On The Insecurity of Telecom Stacks in the Wake of Salt Typhoon

51 points by ibotty


jbauer

Nice work by Soatok again.

At this point I think we’re more surprised when folks actually end up doing the right thing as opposed to the behaviour seen from the software vendor here. As long as some baseline of security standards and practices are not enforced by regulation, organisations primarily incentivised by money are just going to continue on doing things like this with little to no repercussion. I suppose that’s nothing new though, it’ll probably take something catastrophic for regulators to get around to it—and even then there’s no guarantee.

sjamaan

I’ve worked with FreeSWITCH in the past and can confirm it’s a bit of a shit show.
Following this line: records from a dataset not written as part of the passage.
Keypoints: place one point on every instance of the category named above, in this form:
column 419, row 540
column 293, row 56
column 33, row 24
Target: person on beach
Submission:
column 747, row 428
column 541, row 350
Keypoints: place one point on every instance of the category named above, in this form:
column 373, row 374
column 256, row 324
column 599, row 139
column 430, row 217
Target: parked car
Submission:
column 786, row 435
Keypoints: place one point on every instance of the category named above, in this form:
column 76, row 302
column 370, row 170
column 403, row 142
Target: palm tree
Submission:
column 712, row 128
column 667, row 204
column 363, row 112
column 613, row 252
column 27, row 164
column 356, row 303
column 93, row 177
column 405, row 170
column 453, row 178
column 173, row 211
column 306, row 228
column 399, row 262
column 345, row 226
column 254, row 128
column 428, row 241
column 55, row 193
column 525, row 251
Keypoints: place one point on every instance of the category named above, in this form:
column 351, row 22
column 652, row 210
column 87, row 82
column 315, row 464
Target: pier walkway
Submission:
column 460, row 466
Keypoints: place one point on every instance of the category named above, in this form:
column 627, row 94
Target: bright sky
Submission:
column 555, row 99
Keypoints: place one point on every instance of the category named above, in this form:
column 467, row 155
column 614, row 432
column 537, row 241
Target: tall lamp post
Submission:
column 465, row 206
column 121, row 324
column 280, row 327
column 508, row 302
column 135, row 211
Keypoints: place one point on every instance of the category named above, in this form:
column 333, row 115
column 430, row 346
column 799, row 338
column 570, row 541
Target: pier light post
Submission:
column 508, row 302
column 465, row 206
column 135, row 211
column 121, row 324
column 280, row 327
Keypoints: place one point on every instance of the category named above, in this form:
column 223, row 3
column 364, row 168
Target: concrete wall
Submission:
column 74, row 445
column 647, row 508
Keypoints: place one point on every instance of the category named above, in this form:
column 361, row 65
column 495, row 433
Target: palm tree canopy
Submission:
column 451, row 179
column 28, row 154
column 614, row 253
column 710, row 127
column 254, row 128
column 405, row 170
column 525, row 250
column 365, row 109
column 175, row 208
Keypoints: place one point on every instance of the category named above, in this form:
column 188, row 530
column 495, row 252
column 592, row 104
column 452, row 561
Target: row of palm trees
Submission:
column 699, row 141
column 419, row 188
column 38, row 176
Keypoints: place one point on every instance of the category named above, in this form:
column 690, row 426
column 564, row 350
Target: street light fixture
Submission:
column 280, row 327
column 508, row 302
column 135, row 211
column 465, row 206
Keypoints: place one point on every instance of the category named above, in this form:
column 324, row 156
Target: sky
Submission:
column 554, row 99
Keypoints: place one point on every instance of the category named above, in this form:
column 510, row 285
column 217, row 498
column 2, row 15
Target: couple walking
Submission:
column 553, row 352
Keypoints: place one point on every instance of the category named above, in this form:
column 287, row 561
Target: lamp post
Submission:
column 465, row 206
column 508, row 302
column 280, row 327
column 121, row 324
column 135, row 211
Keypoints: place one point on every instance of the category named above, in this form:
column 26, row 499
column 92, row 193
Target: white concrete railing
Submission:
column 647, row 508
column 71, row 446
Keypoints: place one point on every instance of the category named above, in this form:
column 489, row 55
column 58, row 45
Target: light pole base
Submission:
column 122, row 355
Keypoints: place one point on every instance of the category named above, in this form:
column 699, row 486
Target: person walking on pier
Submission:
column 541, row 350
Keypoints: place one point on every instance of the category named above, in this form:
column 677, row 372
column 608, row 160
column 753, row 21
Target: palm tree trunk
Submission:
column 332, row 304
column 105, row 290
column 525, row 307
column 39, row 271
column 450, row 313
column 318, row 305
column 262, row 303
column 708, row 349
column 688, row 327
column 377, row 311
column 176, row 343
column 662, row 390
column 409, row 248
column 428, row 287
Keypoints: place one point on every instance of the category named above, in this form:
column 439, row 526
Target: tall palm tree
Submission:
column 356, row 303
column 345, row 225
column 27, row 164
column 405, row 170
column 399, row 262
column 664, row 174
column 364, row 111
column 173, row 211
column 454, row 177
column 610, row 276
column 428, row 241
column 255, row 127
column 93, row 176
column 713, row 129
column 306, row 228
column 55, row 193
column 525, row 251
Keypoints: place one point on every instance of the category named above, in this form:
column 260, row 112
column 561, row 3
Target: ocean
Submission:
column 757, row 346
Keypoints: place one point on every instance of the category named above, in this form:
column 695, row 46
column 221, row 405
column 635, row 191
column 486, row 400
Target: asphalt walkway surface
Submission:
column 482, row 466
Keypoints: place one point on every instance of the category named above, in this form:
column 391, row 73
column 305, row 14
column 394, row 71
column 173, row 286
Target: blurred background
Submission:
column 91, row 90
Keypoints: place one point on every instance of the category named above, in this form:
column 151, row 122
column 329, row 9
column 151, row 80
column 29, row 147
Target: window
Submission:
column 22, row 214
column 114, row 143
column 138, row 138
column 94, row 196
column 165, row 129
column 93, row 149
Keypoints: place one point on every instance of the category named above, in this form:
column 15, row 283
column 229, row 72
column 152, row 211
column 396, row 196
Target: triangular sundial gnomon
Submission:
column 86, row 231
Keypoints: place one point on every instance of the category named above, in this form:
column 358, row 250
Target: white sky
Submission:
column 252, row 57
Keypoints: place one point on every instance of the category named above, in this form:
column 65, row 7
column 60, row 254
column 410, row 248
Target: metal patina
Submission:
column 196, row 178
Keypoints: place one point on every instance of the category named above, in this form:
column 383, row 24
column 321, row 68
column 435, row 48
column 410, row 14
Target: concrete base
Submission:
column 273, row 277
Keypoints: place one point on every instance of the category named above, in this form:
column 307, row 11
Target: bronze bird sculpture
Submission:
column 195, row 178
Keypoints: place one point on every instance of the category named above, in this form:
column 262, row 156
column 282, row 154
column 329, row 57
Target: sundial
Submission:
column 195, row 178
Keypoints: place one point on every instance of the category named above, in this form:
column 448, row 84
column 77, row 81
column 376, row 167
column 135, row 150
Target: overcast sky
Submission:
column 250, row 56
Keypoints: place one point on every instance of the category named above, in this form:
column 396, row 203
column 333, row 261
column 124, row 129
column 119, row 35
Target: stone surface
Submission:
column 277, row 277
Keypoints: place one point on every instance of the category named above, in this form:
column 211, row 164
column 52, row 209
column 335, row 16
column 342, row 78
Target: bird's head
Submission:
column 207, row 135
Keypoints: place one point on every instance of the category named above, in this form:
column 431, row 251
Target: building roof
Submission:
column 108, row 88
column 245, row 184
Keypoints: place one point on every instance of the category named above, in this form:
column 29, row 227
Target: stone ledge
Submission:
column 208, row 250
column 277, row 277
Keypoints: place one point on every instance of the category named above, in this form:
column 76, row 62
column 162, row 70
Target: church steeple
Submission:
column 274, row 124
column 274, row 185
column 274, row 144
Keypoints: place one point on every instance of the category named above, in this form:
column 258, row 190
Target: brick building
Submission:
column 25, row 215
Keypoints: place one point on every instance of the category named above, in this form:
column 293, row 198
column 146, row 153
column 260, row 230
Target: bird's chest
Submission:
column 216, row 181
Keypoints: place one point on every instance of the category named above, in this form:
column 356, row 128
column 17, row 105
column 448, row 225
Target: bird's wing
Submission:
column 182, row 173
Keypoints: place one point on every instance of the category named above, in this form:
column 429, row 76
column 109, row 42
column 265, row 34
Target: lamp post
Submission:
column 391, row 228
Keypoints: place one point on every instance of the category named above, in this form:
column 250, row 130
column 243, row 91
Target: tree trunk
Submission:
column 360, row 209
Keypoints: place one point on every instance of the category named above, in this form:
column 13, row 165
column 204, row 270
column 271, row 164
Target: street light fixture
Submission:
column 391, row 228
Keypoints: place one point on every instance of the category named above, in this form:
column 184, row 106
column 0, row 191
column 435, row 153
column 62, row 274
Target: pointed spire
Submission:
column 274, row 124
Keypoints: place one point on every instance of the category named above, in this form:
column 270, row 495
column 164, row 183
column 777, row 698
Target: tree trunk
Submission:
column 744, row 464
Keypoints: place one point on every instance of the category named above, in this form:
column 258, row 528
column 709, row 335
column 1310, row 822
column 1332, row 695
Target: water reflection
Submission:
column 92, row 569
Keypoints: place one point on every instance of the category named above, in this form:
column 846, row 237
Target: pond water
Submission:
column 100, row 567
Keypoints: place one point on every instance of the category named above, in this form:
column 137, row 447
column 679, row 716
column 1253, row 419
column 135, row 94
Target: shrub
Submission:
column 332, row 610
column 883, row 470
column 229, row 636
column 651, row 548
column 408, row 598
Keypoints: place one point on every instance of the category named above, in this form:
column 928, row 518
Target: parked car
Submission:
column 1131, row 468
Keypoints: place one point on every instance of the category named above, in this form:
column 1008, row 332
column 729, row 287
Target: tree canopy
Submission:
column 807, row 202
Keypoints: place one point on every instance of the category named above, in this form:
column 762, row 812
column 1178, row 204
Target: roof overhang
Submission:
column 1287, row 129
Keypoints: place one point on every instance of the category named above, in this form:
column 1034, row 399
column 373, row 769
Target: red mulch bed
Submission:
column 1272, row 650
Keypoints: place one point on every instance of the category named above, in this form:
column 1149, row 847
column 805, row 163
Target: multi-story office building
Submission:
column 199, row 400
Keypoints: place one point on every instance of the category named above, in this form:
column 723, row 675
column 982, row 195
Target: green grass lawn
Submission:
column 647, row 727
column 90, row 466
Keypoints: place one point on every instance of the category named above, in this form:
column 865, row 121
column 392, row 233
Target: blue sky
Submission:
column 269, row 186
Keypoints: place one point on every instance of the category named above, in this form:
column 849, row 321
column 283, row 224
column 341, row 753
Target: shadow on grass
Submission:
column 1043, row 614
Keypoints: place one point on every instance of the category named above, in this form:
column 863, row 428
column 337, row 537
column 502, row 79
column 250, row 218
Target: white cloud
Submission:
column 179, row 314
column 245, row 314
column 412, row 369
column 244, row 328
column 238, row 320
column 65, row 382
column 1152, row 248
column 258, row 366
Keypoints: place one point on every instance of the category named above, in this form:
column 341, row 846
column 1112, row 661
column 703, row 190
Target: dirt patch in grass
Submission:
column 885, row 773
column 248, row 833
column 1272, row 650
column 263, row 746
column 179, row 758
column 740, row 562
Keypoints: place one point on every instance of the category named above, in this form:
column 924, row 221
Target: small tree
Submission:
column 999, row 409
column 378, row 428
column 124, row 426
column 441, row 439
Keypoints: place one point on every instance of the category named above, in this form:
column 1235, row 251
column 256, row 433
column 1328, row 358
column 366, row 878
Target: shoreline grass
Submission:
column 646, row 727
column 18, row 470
We kept running into a problem where its sqlite database kept getting corrupted, presumably because threads kept stomping on eachother’s file descriptors. Our solution: simply delete the sqlite database in a cron job. The database wasn’t important apparently, or maybe it was used as a cache or something? I don’t recall.

The reason we used FreeSWITCH: legend had it that Asterisk was a total shit show. So it must be even worse… Eldritch horrors, alright!

kwas

I’m certain that the shitshow that the big teleco equipment providers ship isn’t any better. Some stuff that I’m NDA’d would make anyone sane just close their computer and hit nearest pub.

Avamander

Honestly surprised the autor didn’t receive a cease and desist from some inane telecom operator or someone similar. My recent encounters even through bug bounty programs have been disappointing to say the least. Reporting these things is annoyingly unsafe from a legal perspective if you stumble upon a special type of… person.

Somehow those bug bounty programs have also broken my nearly endless patience‡, the next things I find will either be sold or immediately published anonymously. There’s unfortunately simply nothing one can do against irresponsible vendors besides public disclosure (and shaming). Until some lawmaker decides to change that.

‡ After all I’ve been living using Linux with Nvidia on and off for more than a decade now, I’m only half joking

WilhelmVonWeiner

Use snprintf() instead.

This is kind of “defensive C programming practices 101” level.

I guess, but the code was written in the year 2000. It’s not an excuse to not have reviewed this code and modified it to use snprintf, but the snark about a >25 year old line of code in a dependency’s dependency sucks.